Yawn. Another ghost book, long on mostly unattributed anecdotes and short on anything resembling evidence.

In this instance, Richard Southall brings us Haunted Plantations of the South (Woodbury, MN: Llewellyn Publications, 2015). Southall is also author of How to Be a Ghost Hunter (2003) and Haunted Route 66 (2013). He admits that “the technology outlined in my first book . . . may be obsolete” (13–14). (As I observed in my The Science of Ghosts [2012], he failed to understand that microwaves are part of the electromagnetic spectrum!) But he insists that “the core of the investigation protocol described in it is still solid” (14).

In fact, it isn’t: In that book Southall promoted such ghostly phenomena as photo “orbs” (typically caused by the camera’s flash rebounding from particles of dust or droplets of moisture in the air, just in front of the lens). Again, he endorsed “EVP” (electronic voice phenomena—caused for example by a tape recorder’s own internal sounds or by background noises, that are misinterpreted as a few syllables of ghostly talk). (See my The Science of Ghosts, 2012, 103, 146.) In his new book, Southall is still touting these discredited claims that are nothing more than ghost-hunting pseudoscience.

Southall also relies on anecdotal evidence. Worse, in the 153 pages he devotes to retelling ghost tales, he repeatedly uses such non-attribution phrases as “it is believed that”—at least 111 times by my count! Apparently Southall even avoided going to the various sites—whereby he might have earned a smidgen of credibility for his claims—but instead he relies on other books like his own, and, more often, ghost-promoting online sources. He dares to call his armchair rehashings “research”; it certainly does not constitute investigation.

Among Southall’s sites is the supposedly haunted Myrtles Plantation in St. Francisville, Louisiana. He repeats the tale of the mistreated slave Chloe who retaliated by poisoning members of the Woodruff family and was hanged by her fellow slaves. Unfortunately the tale is bogus—an example of fakelore. Chloe never existed, and the three who died at the Myrtles succumbed to a yellow fever epidemic. I once spent the night alone in the plantation house (courtesy of the Discovery Channel), laying to rest several ghost claims and getting the true facts about the fictitious Chloe from the local historical society. (See my The Science of Ghosts, 2012, 276–277, and “Haunted Plantation,” Skeptical Inquirer 27:5 [Sept./Oct. 2003], 12–15.)
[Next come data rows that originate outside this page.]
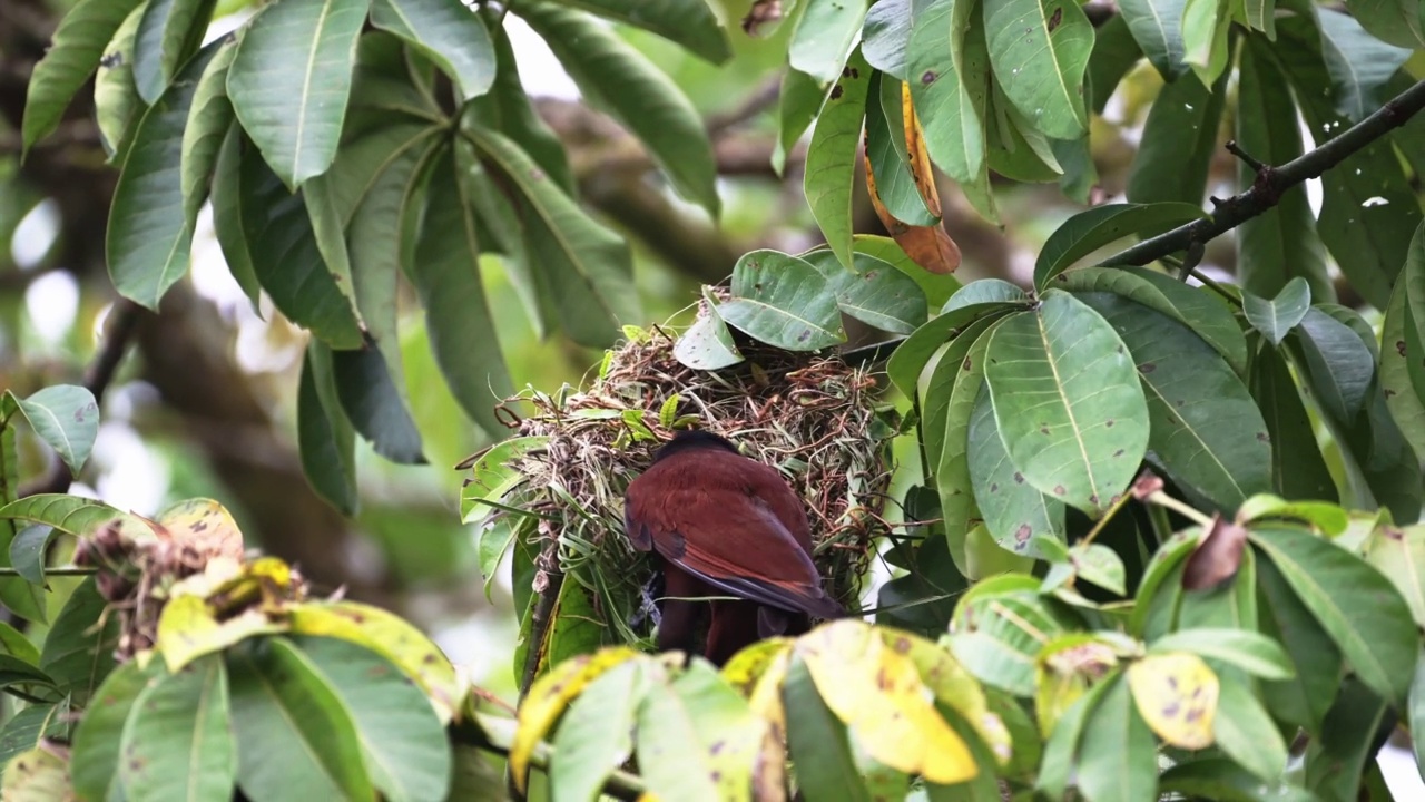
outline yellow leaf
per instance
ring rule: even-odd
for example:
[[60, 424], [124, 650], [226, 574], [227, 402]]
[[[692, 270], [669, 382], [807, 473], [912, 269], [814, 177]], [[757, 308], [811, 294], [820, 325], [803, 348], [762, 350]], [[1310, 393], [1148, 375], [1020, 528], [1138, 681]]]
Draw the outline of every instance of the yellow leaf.
[[168, 672], [177, 674], [202, 655], [222, 651], [254, 635], [284, 629], [285, 626], [269, 621], [259, 609], [248, 609], [218, 622], [202, 597], [182, 595], [164, 605], [154, 649], [164, 656]]
[[1203, 658], [1186, 652], [1149, 655], [1129, 666], [1129, 688], [1143, 721], [1183, 749], [1213, 745], [1220, 686]]
[[949, 651], [931, 641], [889, 626], [878, 629], [886, 646], [915, 664], [921, 682], [935, 694], [935, 699], [958, 712], [989, 746], [1000, 765], [1007, 763], [1013, 753], [1013, 739], [1003, 719], [989, 709], [979, 681]]
[[160, 538], [195, 545], [201, 552], [242, 559], [242, 532], [228, 509], [211, 498], [180, 501], [158, 514]]
[[465, 684], [440, 646], [395, 614], [352, 601], [302, 602], [289, 608], [289, 621], [298, 635], [351, 641], [396, 664], [426, 692], [440, 724], [450, 722], [465, 696]]
[[606, 648], [567, 659], [534, 681], [520, 705], [519, 729], [510, 743], [510, 773], [519, 791], [524, 791], [534, 746], [554, 726], [569, 702], [603, 672], [638, 656], [638, 652], [627, 646]]
[[931, 704], [915, 662], [885, 648], [864, 621], [818, 626], [797, 654], [826, 706], [876, 761], [943, 785], [979, 773], [965, 741]]

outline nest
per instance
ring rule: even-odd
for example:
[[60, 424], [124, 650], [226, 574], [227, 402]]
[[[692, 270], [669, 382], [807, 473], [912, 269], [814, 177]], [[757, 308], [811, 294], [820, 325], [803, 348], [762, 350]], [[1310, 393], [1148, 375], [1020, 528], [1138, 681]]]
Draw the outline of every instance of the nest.
[[517, 532], [539, 541], [546, 562], [536, 565], [534, 591], [563, 571], [593, 591], [620, 639], [646, 644], [654, 564], [624, 534], [623, 494], [674, 430], [701, 428], [787, 477], [807, 504], [828, 595], [858, 609], [875, 541], [889, 532], [881, 512], [895, 434], [871, 372], [757, 342], [740, 342], [745, 361], [700, 371], [674, 357], [674, 342], [661, 328], [634, 333], [606, 354], [586, 391], [510, 400], [533, 407], [512, 421], [519, 434], [549, 438], [513, 462], [524, 481], [504, 501], [532, 514]]

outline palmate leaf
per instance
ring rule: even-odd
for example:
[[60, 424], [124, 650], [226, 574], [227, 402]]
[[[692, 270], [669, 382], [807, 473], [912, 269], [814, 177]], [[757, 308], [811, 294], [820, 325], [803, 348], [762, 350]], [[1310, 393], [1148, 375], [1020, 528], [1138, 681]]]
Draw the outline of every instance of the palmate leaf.
[[524, 3], [517, 13], [549, 43], [584, 98], [633, 131], [678, 193], [715, 217], [717, 160], [707, 128], [683, 90], [581, 11]]
[[995, 77], [1016, 108], [1052, 138], [1089, 127], [1083, 76], [1093, 26], [1077, 3], [986, 0], [985, 31]]
[[1177, 80], [1188, 68], [1183, 60], [1186, 4], [1186, 0], [1123, 0], [1119, 4], [1133, 39], [1166, 81]]
[[1103, 315], [1137, 362], [1149, 402], [1149, 450], [1198, 502], [1228, 514], [1271, 489], [1271, 441], [1251, 394], [1183, 324], [1109, 293], [1080, 301]]
[[70, 100], [98, 67], [104, 47], [140, 0], [81, 0], [64, 14], [24, 94], [24, 153], [60, 124]]
[[1137, 474], [1149, 410], [1123, 341], [1097, 313], [1047, 290], [1002, 323], [985, 381], [1009, 457], [1040, 492], [1097, 514]]
[[[369, 0], [274, 3], [248, 24], [238, 46], [228, 97], [289, 190], [325, 173], [336, 156], [368, 6]], [[296, 63], [295, 53], [302, 54]]]
[[[1301, 156], [1301, 126], [1291, 93], [1280, 91], [1287, 77], [1260, 36], [1248, 36], [1238, 59], [1237, 144], [1267, 164]], [[1257, 171], [1243, 164], [1237, 187], [1245, 190]], [[1331, 298], [1325, 251], [1305, 187], [1287, 190], [1275, 207], [1247, 220], [1237, 235], [1237, 274], [1245, 291], [1261, 297], [1281, 293], [1302, 277], [1317, 298]]]
[[[849, 3], [848, 3], [849, 4]], [[811, 214], [841, 264], [851, 267], [851, 190], [866, 113], [871, 66], [856, 49], [832, 83], [807, 150], [802, 187]]]
[[144, 114], [124, 158], [104, 243], [108, 273], [125, 298], [157, 310], [188, 273], [192, 220], [184, 205], [182, 144], [198, 80], [221, 44], [192, 59]]

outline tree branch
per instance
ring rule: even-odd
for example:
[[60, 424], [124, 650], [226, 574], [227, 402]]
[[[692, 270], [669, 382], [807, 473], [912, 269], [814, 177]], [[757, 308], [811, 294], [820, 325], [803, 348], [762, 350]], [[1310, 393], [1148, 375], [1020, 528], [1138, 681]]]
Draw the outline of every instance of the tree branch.
[[1421, 108], [1425, 108], [1425, 81], [1419, 81], [1387, 101], [1374, 114], [1341, 131], [1341, 136], [1321, 147], [1307, 151], [1281, 167], [1263, 166], [1257, 173], [1257, 180], [1247, 191], [1224, 201], [1214, 198], [1217, 210], [1211, 217], [1194, 220], [1166, 234], [1144, 240], [1103, 260], [1099, 267], [1143, 265], [1187, 250], [1193, 243], [1206, 244], [1273, 208], [1287, 190], [1302, 181], [1321, 177], [1322, 173], [1341, 164], [1358, 150], [1404, 126]]
[[[118, 364], [124, 361], [124, 354], [128, 352], [128, 342], [134, 338], [134, 331], [138, 330], [138, 323], [144, 311], [144, 307], [128, 298], [120, 298], [114, 303], [114, 308], [110, 310], [104, 341], [100, 344], [98, 351], [94, 352], [94, 361], [84, 371], [84, 387], [94, 394], [95, 404], [103, 404], [104, 391], [113, 384]], [[41, 492], [64, 492], [73, 481], [74, 474], [70, 471], [70, 467], [64, 464], [64, 460], [56, 460], [54, 468], [50, 469], [48, 475], [20, 488], [20, 498]]]

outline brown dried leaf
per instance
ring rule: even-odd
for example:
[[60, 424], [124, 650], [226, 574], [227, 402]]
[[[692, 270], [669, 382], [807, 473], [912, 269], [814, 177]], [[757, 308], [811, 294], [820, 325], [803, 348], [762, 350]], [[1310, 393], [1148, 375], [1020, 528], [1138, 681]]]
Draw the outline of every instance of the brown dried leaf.
[[1203, 591], [1216, 588], [1235, 577], [1243, 564], [1245, 544], [1245, 528], [1224, 521], [1221, 515], [1214, 515], [1211, 528], [1187, 558], [1187, 567], [1183, 569], [1183, 588]]

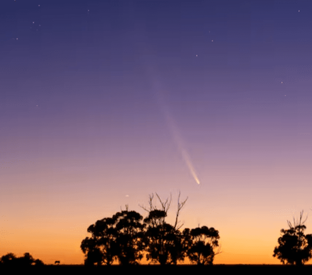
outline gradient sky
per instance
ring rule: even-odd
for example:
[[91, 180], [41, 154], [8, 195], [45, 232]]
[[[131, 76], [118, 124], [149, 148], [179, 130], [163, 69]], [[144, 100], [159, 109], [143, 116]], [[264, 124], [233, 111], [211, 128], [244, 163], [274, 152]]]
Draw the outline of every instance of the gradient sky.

Haunted Plantations of the South belongs to a genre I have given the name Haunting Hokum. (See my blog of that title, Oct. 24, 2014.) The genre is represented by books about ghosts and hauntings that promote mystification over substance. Southall’s three books are from Llewellyn Publications, which is a major publisher of Haunting Hokum and other books on occult and New Age topics. Llewellyn seems never to have any use for skeptics who, at best, might be bad for business.